As an ADHD guy as well, I find that writing lists of daily/weekly goals helps organize my mind around what I need to do and ensures I won't forget shit as I do things throughout the day. Also setting up and following a routine can help structure your time. Make sure to have some time off as well. You need unstructured "play" time.
sitting down and absorbing more complex tasks is still difficult.
That's something everyone has to deal with, men more so than women. Take breaks during study time. Have some good classical music on. Set a goal. You don't have to do nothing during the breaks either, spend that time doing something physical though. Do the dishes, run the vacuum, take out the trash, chase the dog around.
If you need to and can afford to do so, set aside and area/room for study only. No playing, no fucking around, no toys. Visually cut the area off if it isn't a room by itself. The room can be decorated but don't make the decorations distracting.

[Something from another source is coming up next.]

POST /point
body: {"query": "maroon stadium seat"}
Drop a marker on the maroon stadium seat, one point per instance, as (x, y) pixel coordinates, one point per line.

When you can't study, after putting in a good effort get out of the area and find something else to do. All this to train your brain into expecting to study once you enter the area.
And do all the usual stuff, eat right(1), work out(2), get outside for any reason(3), sleep right(4), don't do drugs, etc.
White? Meat/fat, veggies, dairy, low carbs/sugar, real food stay away from processed/boxed shit with added HFCS and other adulterants. Save a day a week for something you like though, like a pizza night or something. Learn to cook. This saves time/money and ensures you get high quality food.
45min/day minimum, get your weights and cardio in on alternating days if you want. It doesn't take much, especially if you are already watching what you eat.
Walk the dog, mow the lawn, trim the tree/bush, just walk around. The point is to spend time in the sun and around plants/animals if at all possible. This is a studied phenomenon (back when studies were real) that I have personally done a paper on and you will see improvements if you don't already get outside.
Assuming no drugs/alc and that you are eating/exercising right, set a sleep schedule and stick to it. Don't consume caffeine at least 6 hours before bed time, don't consume food 4 hours ahead of bed time. If possible keep your sleeping room to sleeping only. Nothing distracting, nothing "busy" in it at all. Keep your phone outside the room, buy a physical alarm clock. And use the room to sleep. This sets your brain up to expect to fall asleep as soon as you enter the room. Try not to sleep in too much, and do not take naps during the day, this fucks with your circadian rhythm.
Thanks for the reply, I agree with everything you've said. My next purchase is going to be black out blinds.